Classics in the History of Psychology

An internet resource developed by
Christopher D. Green
York University, Toronto, Ontario
(Return to menu

PHYSICAL AND MENTAL TESTS[1]
Baldwin, J.M., Cattell, J.M., & Jastrow, J.(1898)

First published in Psychological Review, 5, 172-179.


Professor Jastrow, of the University of Wisconsin, opened the discussion with a paper entitled 'Popular Tests of Mental Capacity.' He said that the determination of the extent, accuracy, alertness, efficiency and other measurable qualities of mental processes offers many interesting and perplexing problems to the practical psychologist. The primary motive in such experimentation is quite different from that which guides analytical research in the hands of the psychological expert. A very considerable and valuable portion of modern contributions to psychological principles and doctrine is the result of careful and ingenious analysis on the part of well-trained and scientifically self-observant experimentalists; and a main part of the equipment of a psychological laboratory may be wisely devoted to the purposes of such research.
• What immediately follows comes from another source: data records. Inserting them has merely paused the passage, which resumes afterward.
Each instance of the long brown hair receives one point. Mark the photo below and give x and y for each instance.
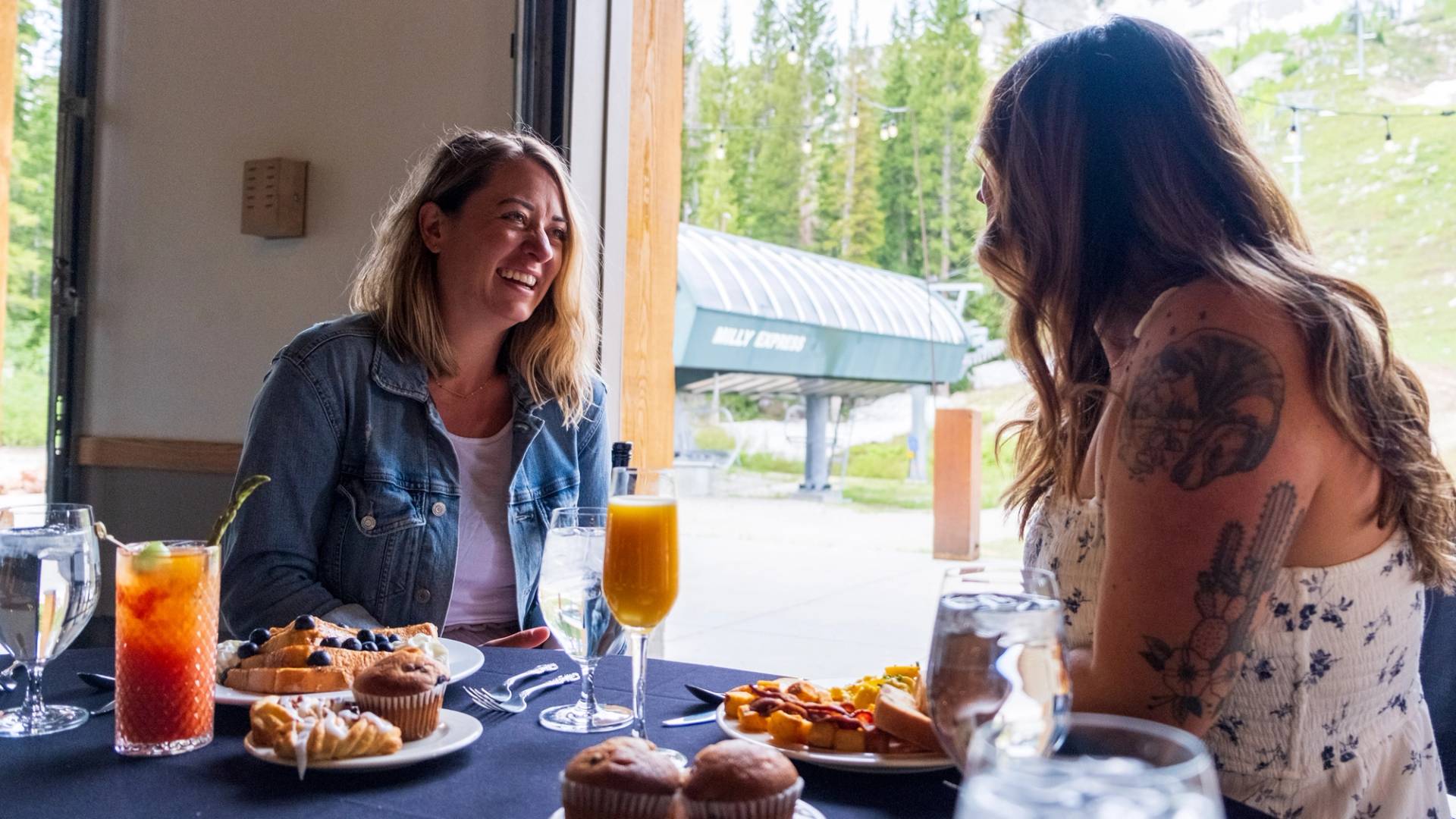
(1117, 165)
(555, 349)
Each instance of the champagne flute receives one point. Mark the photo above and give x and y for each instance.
(50, 580)
(639, 572)
(1107, 765)
(577, 613)
(998, 654)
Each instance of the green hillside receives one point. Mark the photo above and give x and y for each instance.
(1382, 218)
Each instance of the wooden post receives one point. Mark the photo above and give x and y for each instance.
(654, 194)
(957, 484)
(9, 22)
Supplementary to this is a line of investigation which aims to establish the normal capacity of simple and typical sensory, motor and intellectual endowments, as they occur in the average individual or in specially selected groups; such study, moreover, naturally includes as well the problems relating to the distribution of such powers, their development in child-growth, their relation to practical and daily pursuits, and their correlation with one another. As such investigation involves in most cases what is best described as a test of some specified capacity, and as such tests must be suited to the mental experience and endowment of the untrained and non-expert, the problem thus outlined may be appropriately referred to as the determination of the most suitable popular tests of mental capacity.
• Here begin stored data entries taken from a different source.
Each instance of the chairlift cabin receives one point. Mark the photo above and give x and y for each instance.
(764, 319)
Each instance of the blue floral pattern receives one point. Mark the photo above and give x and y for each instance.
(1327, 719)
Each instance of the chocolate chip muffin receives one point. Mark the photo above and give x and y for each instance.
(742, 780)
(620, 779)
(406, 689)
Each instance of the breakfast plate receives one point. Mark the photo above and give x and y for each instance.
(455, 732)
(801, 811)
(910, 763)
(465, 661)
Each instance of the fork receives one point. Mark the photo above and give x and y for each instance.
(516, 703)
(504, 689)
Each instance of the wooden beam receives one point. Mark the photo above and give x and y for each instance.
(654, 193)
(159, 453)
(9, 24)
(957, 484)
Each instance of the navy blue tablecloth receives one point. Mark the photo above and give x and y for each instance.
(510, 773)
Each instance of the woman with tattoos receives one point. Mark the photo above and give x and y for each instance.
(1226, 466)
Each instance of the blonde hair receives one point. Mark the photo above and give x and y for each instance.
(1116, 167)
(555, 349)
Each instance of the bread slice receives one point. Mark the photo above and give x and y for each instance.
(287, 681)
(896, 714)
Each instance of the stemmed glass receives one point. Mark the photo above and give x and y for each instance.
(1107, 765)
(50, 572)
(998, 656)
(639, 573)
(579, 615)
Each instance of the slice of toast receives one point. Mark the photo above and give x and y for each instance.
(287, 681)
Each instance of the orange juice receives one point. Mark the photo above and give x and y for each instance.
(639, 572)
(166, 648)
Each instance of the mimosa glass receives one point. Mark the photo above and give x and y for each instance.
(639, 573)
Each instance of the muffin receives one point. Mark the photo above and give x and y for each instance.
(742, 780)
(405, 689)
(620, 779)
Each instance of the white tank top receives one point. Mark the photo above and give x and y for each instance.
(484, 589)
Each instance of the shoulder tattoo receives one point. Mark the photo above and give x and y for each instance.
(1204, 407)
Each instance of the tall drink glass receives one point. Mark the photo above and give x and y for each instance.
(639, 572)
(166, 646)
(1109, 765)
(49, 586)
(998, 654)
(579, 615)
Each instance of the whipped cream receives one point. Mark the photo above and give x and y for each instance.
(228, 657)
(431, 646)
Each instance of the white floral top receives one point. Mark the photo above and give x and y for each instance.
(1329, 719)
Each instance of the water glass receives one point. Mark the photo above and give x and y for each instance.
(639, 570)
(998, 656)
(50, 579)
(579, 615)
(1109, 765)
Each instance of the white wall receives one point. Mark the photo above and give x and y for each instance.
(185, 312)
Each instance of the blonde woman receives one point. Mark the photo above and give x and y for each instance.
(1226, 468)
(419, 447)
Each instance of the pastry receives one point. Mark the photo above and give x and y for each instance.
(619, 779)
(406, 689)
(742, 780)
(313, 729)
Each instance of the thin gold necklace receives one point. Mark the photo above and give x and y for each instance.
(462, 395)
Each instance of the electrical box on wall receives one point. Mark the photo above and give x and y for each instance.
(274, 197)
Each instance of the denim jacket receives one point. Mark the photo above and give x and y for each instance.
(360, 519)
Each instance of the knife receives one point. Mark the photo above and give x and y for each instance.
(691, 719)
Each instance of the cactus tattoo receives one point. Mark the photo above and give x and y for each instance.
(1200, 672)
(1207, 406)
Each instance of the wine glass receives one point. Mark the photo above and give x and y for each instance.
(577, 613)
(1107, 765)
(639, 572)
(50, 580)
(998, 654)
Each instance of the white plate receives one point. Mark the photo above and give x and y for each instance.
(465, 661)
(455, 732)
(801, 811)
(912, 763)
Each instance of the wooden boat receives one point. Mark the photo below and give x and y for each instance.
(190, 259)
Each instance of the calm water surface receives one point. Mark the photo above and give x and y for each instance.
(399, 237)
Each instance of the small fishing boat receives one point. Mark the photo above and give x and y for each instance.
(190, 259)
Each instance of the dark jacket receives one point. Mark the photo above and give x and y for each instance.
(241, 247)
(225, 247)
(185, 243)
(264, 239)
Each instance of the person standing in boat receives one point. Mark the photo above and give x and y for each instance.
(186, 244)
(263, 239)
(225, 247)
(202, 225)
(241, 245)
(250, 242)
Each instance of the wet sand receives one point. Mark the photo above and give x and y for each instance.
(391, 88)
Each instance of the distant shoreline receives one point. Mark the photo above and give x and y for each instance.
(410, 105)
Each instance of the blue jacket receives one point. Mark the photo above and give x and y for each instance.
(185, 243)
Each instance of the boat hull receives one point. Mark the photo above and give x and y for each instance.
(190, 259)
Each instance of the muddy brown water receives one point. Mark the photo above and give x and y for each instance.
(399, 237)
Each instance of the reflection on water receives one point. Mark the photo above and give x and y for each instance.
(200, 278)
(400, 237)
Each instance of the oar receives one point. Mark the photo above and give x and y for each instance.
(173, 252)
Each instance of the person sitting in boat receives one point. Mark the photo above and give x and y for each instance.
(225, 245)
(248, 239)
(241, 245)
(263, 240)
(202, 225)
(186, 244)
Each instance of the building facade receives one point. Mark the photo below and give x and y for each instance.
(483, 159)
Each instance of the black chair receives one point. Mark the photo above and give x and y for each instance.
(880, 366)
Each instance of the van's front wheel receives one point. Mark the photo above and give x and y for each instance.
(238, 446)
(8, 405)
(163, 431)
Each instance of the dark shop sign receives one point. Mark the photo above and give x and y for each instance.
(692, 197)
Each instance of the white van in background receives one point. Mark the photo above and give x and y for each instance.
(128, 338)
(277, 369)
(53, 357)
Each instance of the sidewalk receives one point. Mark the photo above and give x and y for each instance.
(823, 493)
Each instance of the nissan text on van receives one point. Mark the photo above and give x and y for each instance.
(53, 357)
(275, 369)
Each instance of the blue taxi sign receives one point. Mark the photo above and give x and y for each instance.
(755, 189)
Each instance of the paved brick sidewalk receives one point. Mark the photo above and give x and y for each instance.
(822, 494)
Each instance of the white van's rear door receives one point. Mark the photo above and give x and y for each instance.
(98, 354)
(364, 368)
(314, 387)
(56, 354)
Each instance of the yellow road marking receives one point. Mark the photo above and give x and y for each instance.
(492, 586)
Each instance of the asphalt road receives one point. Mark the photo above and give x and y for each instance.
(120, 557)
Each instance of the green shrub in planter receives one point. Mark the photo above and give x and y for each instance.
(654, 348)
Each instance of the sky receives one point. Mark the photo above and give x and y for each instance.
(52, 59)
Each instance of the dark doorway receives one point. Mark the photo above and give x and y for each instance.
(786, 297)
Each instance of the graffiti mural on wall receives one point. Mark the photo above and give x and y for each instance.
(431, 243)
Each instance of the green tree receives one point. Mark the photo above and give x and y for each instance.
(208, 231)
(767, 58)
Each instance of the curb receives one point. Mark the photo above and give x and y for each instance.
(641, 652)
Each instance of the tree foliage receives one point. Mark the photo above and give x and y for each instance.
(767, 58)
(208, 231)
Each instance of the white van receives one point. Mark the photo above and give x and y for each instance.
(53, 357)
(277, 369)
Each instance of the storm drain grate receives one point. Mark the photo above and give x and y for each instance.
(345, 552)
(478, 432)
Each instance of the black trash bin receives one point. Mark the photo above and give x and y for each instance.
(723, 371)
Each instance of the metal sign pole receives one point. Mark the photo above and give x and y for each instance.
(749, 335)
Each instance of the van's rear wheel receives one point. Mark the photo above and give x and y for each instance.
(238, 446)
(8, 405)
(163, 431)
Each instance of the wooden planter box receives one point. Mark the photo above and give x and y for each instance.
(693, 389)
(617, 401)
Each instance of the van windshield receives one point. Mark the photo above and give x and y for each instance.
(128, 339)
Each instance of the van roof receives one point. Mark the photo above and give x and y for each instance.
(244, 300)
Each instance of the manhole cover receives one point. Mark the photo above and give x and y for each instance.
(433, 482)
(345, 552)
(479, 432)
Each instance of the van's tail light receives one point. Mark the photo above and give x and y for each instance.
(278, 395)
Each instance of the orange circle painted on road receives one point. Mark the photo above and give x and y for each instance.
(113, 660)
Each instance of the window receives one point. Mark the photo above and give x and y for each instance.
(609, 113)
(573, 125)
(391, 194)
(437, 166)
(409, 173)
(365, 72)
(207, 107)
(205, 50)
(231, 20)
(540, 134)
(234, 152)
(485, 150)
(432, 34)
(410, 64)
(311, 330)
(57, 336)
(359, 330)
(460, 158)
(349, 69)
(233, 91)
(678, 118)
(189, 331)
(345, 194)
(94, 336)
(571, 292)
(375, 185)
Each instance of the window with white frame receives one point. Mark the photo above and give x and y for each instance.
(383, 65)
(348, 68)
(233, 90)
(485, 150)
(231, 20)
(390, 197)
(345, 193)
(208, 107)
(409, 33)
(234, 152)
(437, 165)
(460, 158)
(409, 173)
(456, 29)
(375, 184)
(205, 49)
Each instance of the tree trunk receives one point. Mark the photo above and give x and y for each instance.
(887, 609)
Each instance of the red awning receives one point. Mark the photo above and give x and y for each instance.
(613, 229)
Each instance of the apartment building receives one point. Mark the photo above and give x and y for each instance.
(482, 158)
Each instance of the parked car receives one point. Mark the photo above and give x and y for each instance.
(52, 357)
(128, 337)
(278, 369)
The problem falls into two divisions: (1) the selection of the capacities to be tested, and (2) the practical methods of testing them. The principles guiding the selection of tests will naturally vary with the special purposes for which various groups of tests may be undertaken. A usual and important purpose is that of collecting material for the study of general typical, characteristic endowment, much as the student of anthropometry desires first to establish standards of the principal [p.173] dimensions and proportions of the human frame. The selection of typical measurements in physical anthropometry is a much simpler matter than in mental anthropometry. Weight, height, girth, muscular power and the like are obviously the chief respects in which our bodies differ. To a certain extent it may be possible to obtain a consensus of standard mental measurements; and this is one of the main purposes of the Committee appointed by this Association.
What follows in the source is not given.